Dopo aver conosciuto il D'Annunzio de “Il Piacere”, l'approccio alla lettura del romanzo breve “Giovanni Episcopo” è alquanto destabilizzante e curioso.

Si tratta di un romanzo che ha stimolato fiumi di analisi e commenti critici a causa della vicinanza contenutistica e stilistica con lavori di autori del calibro di Dostoevskij.
Ebbene per chi conoscesse lo splendido protagonista de “Memorie del sottosuolo”, ritroverà tra le pagine dannunziane molti punti di contatto, riaffioreranno ricordi precisi di quella lettura.
Se costituisce dato certo che il Giovanni Episcopo sia figlio del desiderio di D'Annunzio di sperimentare nuove strade, trascinato dal profumo letterario di un filone poderoso come quello della letteratura russa e non solo, è altrettanto certo il valore di questo romanzo ed il buon lavoro di caratterizzazione del personaggio.

Giovanni Episcopo vuole essere un lavoro letterario di introspezione psicologica, un viaggio nel cuore e nella mente di un uomo.
Cade la raffinatezza stilistica cui D'Annunzio ci ha abituato altrove, cade la grazia, il vezzo linguistico e la liricità.
Gli strumenti linguistici utilizzati su questo terreno sono meno dolci e rigogliosi, ma diretti ed incisivi perché questo la narrazione richiede.
Cade il dolce flusso narrativo della penna dell'autore per lasciare spazio al monologo-confessione del protagonista; una voce che parte da un cuore sprofondato agli inferi, una voce violentata dalle avversità della vita, una voce piegata dalla sofferenza.

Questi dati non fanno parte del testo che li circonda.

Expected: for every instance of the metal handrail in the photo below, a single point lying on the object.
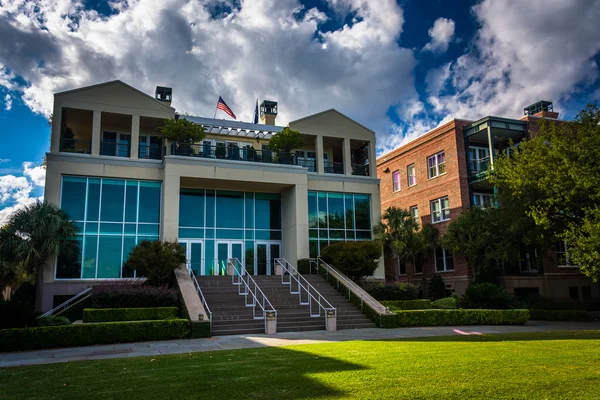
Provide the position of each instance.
(247, 286)
(199, 291)
(302, 284)
(352, 287)
(62, 307)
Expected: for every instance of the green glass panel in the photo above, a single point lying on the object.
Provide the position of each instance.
(113, 193)
(322, 206)
(335, 215)
(191, 207)
(362, 211)
(148, 229)
(131, 190)
(230, 209)
(128, 245)
(191, 233)
(313, 215)
(149, 202)
(90, 250)
(249, 204)
(93, 211)
(68, 265)
(91, 228)
(210, 208)
(230, 234)
(111, 229)
(73, 197)
(109, 256)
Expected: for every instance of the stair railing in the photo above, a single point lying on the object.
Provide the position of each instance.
(253, 295)
(352, 287)
(199, 291)
(307, 293)
(79, 297)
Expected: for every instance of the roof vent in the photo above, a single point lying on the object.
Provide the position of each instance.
(164, 94)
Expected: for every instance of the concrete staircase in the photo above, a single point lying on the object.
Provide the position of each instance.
(232, 317)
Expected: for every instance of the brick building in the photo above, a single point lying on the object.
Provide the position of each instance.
(446, 170)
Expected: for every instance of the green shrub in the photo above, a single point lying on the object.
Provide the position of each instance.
(128, 295)
(487, 296)
(421, 304)
(445, 303)
(91, 334)
(461, 317)
(355, 259)
(53, 320)
(128, 314)
(156, 261)
(395, 291)
(559, 315)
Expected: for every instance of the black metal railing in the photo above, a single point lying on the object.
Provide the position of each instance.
(76, 146)
(233, 153)
(360, 169)
(332, 167)
(151, 152)
(115, 149)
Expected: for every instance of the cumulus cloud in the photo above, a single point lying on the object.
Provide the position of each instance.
(441, 34)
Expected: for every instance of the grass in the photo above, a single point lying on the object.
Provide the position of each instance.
(556, 365)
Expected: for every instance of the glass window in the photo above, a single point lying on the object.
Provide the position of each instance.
(436, 164)
(412, 175)
(73, 197)
(396, 180)
(440, 210)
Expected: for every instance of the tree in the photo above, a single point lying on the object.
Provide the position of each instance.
(36, 233)
(555, 177)
(286, 140)
(182, 131)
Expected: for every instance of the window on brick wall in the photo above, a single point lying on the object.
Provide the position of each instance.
(396, 180)
(436, 165)
(444, 260)
(440, 210)
(412, 175)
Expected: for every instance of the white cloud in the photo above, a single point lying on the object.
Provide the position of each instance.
(441, 34)
(36, 174)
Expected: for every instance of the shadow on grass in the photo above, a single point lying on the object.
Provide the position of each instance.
(506, 337)
(263, 373)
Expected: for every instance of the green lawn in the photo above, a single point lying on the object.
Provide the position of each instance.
(558, 365)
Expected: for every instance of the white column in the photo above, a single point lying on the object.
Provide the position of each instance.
(135, 136)
(96, 127)
(347, 157)
(319, 151)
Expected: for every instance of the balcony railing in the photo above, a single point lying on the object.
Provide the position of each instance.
(360, 169)
(333, 167)
(233, 153)
(76, 146)
(151, 152)
(115, 149)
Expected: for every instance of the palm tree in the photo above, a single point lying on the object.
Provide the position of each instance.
(33, 235)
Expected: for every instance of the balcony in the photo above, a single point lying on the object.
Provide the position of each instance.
(233, 153)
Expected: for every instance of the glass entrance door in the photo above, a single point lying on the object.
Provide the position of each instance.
(266, 253)
(225, 250)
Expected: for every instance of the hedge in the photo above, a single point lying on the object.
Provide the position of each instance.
(461, 317)
(129, 314)
(92, 334)
(421, 304)
(560, 315)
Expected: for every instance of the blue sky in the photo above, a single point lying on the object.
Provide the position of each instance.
(399, 67)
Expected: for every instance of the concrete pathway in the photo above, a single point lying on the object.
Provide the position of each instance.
(280, 339)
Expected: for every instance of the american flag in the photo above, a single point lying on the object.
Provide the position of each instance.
(221, 105)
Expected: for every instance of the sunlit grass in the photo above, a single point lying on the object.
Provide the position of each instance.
(560, 365)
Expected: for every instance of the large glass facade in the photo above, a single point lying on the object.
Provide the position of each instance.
(113, 215)
(222, 220)
(336, 217)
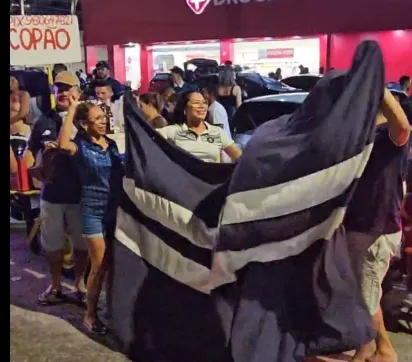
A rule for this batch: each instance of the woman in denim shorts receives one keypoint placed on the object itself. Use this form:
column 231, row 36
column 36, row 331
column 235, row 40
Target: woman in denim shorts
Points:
column 101, row 173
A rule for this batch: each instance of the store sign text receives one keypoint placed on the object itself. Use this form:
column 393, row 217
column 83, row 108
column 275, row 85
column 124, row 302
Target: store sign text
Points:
column 41, row 39
column 199, row 6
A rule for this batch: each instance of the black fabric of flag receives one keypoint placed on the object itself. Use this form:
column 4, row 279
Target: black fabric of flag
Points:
column 247, row 263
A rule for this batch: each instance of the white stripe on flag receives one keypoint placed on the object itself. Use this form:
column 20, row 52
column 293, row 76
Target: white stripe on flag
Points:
column 171, row 215
column 138, row 239
column 226, row 263
column 295, row 195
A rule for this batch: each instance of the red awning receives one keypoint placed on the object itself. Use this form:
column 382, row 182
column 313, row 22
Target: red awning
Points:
column 113, row 22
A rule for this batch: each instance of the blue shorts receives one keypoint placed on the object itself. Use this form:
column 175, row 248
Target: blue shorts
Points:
column 92, row 225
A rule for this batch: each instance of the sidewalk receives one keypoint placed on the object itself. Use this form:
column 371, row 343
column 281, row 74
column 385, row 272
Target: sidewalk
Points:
column 39, row 337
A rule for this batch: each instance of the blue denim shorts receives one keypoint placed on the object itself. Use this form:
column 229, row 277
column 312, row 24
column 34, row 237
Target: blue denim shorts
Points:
column 92, row 225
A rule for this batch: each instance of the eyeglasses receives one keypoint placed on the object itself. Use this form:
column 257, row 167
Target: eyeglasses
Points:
column 61, row 88
column 198, row 104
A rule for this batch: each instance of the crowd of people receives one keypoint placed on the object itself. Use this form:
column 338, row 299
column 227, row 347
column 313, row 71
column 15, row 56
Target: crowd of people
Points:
column 81, row 187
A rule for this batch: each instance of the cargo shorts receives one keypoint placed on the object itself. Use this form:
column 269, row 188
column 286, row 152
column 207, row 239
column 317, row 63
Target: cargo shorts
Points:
column 56, row 221
column 371, row 256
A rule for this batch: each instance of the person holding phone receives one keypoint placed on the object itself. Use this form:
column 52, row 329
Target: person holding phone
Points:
column 60, row 197
column 101, row 172
column 373, row 219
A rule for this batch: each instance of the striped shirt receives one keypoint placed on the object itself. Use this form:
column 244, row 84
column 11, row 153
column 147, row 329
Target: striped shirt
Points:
column 101, row 174
column 208, row 146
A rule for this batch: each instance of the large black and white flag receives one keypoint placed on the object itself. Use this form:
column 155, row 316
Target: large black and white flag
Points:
column 247, row 263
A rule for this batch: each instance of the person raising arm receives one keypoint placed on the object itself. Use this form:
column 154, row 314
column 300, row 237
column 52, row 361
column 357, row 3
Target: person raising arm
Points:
column 101, row 171
column 399, row 127
column 13, row 162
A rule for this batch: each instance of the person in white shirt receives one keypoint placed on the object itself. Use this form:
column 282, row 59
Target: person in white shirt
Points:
column 192, row 133
column 217, row 113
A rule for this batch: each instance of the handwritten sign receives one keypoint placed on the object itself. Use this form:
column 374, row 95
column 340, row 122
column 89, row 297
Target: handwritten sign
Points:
column 44, row 39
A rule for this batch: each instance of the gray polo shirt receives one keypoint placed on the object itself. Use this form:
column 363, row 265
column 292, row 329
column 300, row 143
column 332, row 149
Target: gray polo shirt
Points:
column 208, row 146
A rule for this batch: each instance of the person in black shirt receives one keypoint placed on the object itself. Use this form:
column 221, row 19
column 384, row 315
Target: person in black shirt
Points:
column 60, row 196
column 103, row 74
column 373, row 221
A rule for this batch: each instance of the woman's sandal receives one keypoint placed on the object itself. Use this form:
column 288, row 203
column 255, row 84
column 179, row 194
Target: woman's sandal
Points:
column 97, row 327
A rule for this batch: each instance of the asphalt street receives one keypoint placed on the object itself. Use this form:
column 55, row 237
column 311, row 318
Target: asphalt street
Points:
column 43, row 334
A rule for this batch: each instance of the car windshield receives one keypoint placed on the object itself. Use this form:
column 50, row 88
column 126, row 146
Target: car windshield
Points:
column 251, row 115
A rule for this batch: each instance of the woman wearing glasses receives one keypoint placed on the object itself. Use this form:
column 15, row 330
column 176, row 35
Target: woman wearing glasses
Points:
column 191, row 132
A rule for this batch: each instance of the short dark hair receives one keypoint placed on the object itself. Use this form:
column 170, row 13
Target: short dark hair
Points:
column 103, row 83
column 167, row 89
column 153, row 99
column 173, row 98
column 211, row 89
column 59, row 67
column 403, row 80
column 178, row 70
column 179, row 114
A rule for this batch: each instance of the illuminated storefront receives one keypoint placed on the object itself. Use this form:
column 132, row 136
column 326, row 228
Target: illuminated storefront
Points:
column 263, row 35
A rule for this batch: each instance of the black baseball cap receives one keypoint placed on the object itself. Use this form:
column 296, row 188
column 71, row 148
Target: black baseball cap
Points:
column 102, row 64
column 177, row 70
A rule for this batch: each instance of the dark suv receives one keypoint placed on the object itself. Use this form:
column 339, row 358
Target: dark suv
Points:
column 256, row 111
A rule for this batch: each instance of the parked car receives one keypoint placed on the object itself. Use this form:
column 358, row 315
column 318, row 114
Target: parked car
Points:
column 256, row 85
column 304, row 82
column 160, row 82
column 256, row 111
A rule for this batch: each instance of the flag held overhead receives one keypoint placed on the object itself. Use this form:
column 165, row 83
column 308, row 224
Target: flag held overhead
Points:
column 247, row 262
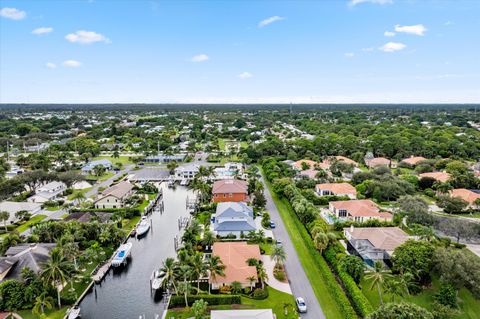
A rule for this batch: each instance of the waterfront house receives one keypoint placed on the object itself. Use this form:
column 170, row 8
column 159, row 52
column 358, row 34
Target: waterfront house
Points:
column 231, row 190
column 233, row 218
column 234, row 256
column 359, row 210
column 115, row 196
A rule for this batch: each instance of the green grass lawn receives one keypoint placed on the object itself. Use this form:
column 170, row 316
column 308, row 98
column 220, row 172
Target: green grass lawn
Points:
column 467, row 302
column 328, row 303
column 50, row 314
column 30, row 222
column 275, row 301
column 122, row 159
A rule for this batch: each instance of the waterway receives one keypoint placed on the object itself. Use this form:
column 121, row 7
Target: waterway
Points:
column 125, row 292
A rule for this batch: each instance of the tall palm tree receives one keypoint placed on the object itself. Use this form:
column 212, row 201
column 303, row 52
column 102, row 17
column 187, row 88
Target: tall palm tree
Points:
column 199, row 268
column 278, row 255
column 170, row 268
column 41, row 302
column 378, row 276
column 4, row 215
column 56, row 271
column 215, row 268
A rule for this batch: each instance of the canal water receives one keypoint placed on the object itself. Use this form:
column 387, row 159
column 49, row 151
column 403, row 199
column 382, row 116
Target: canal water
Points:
column 125, row 292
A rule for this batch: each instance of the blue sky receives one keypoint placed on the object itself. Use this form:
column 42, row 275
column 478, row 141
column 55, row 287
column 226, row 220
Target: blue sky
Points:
column 385, row 51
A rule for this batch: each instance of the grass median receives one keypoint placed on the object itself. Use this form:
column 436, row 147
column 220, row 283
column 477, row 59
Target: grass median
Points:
column 328, row 302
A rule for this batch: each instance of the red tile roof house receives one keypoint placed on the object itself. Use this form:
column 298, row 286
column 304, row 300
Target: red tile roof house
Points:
column 413, row 160
column 234, row 256
column 230, row 190
column 438, row 176
column 338, row 189
column 359, row 210
column 379, row 161
column 465, row 194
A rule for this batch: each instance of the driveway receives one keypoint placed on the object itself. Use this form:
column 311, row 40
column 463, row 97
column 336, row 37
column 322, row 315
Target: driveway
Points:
column 296, row 275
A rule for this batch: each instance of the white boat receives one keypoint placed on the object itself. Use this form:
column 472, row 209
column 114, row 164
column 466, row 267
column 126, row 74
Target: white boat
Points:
column 74, row 312
column 123, row 252
column 157, row 279
column 143, row 226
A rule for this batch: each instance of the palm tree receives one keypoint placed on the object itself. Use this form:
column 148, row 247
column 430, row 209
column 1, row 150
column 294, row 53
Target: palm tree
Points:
column 215, row 268
column 170, row 269
column 199, row 268
column 236, row 287
column 321, row 241
column 41, row 302
column 56, row 271
column 251, row 280
column 278, row 255
column 4, row 216
column 208, row 238
column 378, row 276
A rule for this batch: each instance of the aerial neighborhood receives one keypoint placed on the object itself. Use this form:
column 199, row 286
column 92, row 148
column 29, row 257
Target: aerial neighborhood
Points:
column 204, row 205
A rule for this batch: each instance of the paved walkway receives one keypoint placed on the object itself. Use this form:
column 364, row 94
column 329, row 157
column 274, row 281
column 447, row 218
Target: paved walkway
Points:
column 272, row 281
column 299, row 282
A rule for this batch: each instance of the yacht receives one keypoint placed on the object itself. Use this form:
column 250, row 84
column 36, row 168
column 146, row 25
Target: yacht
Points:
column 143, row 227
column 121, row 255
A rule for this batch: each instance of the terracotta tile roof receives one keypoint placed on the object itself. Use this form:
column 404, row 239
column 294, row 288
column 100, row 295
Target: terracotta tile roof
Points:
column 338, row 188
column 465, row 194
column 230, row 186
column 361, row 207
column 414, row 160
column 377, row 161
column 439, row 176
column 234, row 256
column 387, row 238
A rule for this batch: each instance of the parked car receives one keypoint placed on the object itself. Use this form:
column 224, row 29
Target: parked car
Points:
column 301, row 305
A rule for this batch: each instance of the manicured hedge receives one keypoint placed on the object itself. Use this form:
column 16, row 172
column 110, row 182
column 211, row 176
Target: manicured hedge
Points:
column 360, row 303
column 213, row 300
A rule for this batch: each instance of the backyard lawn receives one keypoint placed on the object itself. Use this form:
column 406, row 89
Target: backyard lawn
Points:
column 275, row 301
column 467, row 302
column 306, row 252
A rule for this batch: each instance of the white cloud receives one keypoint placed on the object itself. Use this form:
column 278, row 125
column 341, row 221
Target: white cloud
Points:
column 86, row 37
column 245, row 75
column 42, row 30
column 51, row 65
column 200, row 58
column 417, row 29
column 13, row 13
column 355, row 2
column 268, row 21
column 392, row 47
column 71, row 64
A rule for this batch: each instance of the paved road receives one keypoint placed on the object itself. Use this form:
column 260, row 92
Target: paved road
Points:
column 298, row 279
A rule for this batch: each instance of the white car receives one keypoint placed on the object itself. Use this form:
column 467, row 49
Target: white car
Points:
column 301, row 305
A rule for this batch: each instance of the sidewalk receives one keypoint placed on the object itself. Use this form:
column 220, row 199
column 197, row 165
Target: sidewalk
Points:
column 272, row 282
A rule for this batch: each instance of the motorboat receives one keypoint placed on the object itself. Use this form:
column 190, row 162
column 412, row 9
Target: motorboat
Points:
column 143, row 227
column 121, row 255
column 74, row 312
column 157, row 279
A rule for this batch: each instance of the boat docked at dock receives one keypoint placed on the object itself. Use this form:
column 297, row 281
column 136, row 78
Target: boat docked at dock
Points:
column 157, row 279
column 122, row 254
column 142, row 227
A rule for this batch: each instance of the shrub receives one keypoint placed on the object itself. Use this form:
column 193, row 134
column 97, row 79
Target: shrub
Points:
column 212, row 300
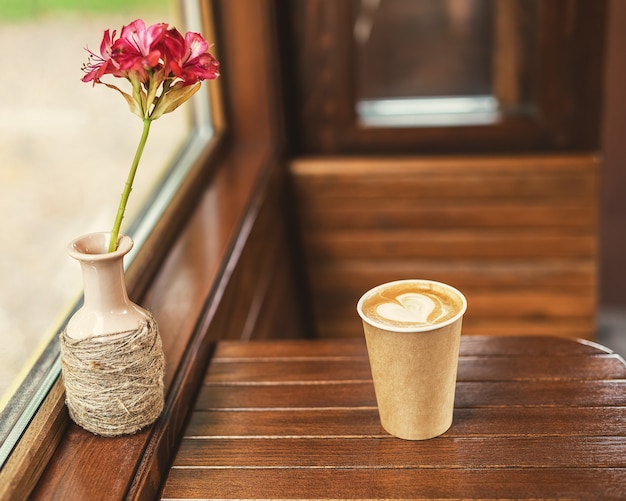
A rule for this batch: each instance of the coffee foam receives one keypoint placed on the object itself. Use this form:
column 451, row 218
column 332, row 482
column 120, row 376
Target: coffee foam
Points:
column 411, row 304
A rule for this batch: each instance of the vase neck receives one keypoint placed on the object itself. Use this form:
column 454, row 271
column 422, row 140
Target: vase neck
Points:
column 104, row 285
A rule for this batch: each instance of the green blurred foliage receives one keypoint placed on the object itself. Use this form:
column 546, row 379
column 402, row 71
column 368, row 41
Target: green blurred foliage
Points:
column 19, row 10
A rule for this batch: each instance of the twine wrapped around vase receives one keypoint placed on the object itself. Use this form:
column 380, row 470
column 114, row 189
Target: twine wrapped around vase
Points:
column 114, row 382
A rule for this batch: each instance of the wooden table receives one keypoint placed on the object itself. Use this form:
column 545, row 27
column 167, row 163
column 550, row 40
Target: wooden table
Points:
column 534, row 418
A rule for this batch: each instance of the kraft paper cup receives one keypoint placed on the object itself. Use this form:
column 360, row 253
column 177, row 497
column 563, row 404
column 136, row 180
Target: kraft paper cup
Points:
column 414, row 370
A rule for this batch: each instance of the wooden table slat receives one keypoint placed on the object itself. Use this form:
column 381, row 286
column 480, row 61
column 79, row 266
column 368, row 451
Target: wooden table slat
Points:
column 471, row 368
column 364, row 422
column 565, row 393
column 534, row 418
column 431, row 484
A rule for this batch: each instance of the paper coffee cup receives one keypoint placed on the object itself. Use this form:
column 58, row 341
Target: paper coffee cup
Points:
column 412, row 330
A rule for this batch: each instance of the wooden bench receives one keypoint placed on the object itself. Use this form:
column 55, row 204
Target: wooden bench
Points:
column 517, row 234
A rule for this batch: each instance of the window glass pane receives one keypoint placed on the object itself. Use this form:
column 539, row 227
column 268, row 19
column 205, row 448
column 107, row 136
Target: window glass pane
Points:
column 66, row 150
column 439, row 62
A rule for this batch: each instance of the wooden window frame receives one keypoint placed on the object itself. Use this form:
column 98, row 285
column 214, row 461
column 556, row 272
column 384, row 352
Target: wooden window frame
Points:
column 565, row 102
column 180, row 275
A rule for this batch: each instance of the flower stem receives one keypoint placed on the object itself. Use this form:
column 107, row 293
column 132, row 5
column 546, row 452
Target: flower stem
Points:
column 129, row 185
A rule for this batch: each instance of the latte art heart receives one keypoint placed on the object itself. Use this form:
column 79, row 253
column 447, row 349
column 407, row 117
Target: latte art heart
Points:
column 411, row 307
column 409, row 304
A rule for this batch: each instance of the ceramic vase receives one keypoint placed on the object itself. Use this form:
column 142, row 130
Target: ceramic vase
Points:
column 111, row 353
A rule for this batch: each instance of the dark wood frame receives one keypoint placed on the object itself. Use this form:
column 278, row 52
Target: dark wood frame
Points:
column 565, row 111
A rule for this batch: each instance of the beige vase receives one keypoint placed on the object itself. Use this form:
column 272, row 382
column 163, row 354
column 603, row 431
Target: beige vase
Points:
column 111, row 353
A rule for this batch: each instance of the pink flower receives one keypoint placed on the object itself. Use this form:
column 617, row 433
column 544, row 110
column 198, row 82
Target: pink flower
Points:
column 162, row 66
column 188, row 58
column 138, row 48
column 164, row 70
column 100, row 65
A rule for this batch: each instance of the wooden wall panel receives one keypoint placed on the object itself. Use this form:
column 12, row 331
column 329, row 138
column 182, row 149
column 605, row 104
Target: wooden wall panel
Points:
column 518, row 235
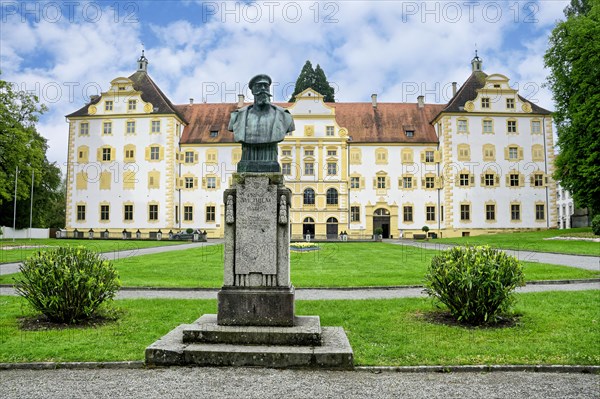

Nell'arco di poche pagine è presto delineato Giovanni Episcopo, un uomo che non vive la vita ma viene vissuto da essa; incapace di prese di posizione, di slanci intellettivi e materiali.
Uomo grigio e logorato, figlio della società che lo ha partorito e che lo accoglie.
Abbandonati gli sfarzi ed il luccichio dell'aristocrazia romana, D'Annunzio ci prende per mano e ci porta ad esplorare altri strati sociali, popolati da intemperanze, prepotenze, immoralità, lascivia.
Un mondo che vive nelle taverne fumose, nei vicoli angusti, in modeste abitazioni claustrofobiche; uno spaccato di umanità che deve lavorare per vivere, che non frequenta teatri e salotti.

Le atmosfere che attraversano il romanzo sono perfettamente costruite, tanto da creare un' aria rarefatta difficile da respirare, un clima uggioso, un sole spento sia nei cuori sia sull'orizzonte di Roma.
Un lavoro dal sapore sperimentale, per mettere alla prova la penna sul fronte psicologico, dove l'espressività estetica cede il passo al rigore della voce della coscienza, ad un flusso di immagini e sentimenti spogliati da belletti e cipria.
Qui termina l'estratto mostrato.